(Reuters) – World Jewish groups denounced plans by Argentina and Iran to form a truth commission to investigate the deadly 1994 bombing of a Buenos Aires Jewish community centre that Argentine courts say was sponsored by Iran.
The commission, announced during the weekend, was seen as a minor diplomatic victory for Iran as it fights a U.S.-led effort to isolate Tehran because of its nuclear program.
Argentine courts have said Iran was behind the attack on the Jewish centre, which killed 85 people. The commission agreement, which will have to be approved by Argentina’s Congress, outlines plans for Argentine officials to interview suspects in Iran – not in a third country, as originally proposed by Argentina.
“Forming a joint truth commission with Iran is a farce,” Shimon Samuels, Paris-based director of international relations for the Simon Wiesenthal Center, told Reuters on Monday.
“It will whitewash terrorism and encourage the mullahs to become patrons of further attacks.”
The bombing came two years after a group linked to Iran and the Lebanese militant group Hezbollah claimed responsibility for a bomb attack on the Israeli Embassy in the Argentine capital, which killed 29. Tehran has denied links to either attack.

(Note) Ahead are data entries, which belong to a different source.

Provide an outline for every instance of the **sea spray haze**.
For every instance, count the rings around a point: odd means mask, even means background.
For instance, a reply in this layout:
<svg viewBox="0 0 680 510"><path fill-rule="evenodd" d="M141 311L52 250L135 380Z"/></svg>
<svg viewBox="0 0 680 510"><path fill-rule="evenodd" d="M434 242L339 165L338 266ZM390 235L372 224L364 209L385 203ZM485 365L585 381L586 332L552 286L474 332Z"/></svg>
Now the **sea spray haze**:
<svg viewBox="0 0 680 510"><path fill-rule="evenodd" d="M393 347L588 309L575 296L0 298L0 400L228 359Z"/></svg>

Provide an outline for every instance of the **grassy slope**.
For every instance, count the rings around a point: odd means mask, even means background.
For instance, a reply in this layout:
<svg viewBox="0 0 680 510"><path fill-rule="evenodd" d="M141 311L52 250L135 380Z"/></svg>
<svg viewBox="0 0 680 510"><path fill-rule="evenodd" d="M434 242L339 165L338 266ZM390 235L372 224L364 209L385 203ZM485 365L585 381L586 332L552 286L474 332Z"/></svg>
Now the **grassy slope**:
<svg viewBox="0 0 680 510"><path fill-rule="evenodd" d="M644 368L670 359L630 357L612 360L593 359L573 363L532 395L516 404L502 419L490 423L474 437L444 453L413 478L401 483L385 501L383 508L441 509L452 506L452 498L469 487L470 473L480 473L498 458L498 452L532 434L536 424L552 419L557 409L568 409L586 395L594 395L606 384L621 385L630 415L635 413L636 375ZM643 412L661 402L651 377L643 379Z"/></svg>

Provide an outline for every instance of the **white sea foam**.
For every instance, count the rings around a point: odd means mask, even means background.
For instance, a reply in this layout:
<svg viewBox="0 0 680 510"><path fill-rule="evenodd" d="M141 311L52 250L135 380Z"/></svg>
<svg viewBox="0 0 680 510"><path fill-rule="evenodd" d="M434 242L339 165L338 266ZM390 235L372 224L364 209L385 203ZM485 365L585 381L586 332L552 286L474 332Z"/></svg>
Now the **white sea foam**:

Led by Washington, the West has imposed sanctions on Iran – including directly targeting its key oil revenues – to try to force it into a diplomatic solution that would lay to rest Western concerns that it is seeking to develop a nuclear bomb.
“The benefits of a truth commission are not evident for Argentina,” said Ignacio Labaqui, a political science professor at Catholic University in Buenos Aires. “As for Iran, it’s pure gain. It makes no real concessions and it becomes less isolated.”
WANTED BY INTERPOL
In 2007, Argentine authorities secured Interpol arrest warrants for five Iranians and a Lebanese in the bombing of the AMIA Jewish center. Iranian Defence Minister Ahmad Vahidi is among the officials sought by Argentina, which is home to Latin America’s largest Jewish community.
The five “truth commissioners” will be jointly nominated and will not be residents of Argentina or Iran, according to a document posted on President Cristina Fernandez’s Facebook page.
After analyzing the evidence, “the commission will give its vision and issue a report with recommendations about how the case should proceed within the legal and regulatory framework of both parties,” according to the agreement.
Fernandez – allied with left-leaning Latin American leaders who are on good terms with Tehran, such as Venezuela’s Hugo Chavez – hailed the accord as historic.
But Jewish leaders see no upside in forming a truth commission with Iran, whose President Mahmoud Ahmadinejad has questioned the Holocaust and where authorities arrested more than a dozen journalists in the past two days over their links to “anti-revolutionary” media.
“Forming a ‘Truth Commission’ which does not fall under Argentine law governing criminal proceedings marks a decline of our sovereignty,” said a statement issued on Monday from Argentina’s two main Jewish groups, known as the AMIA and DAIA.
“This is a setback for obtaining justice,” it said.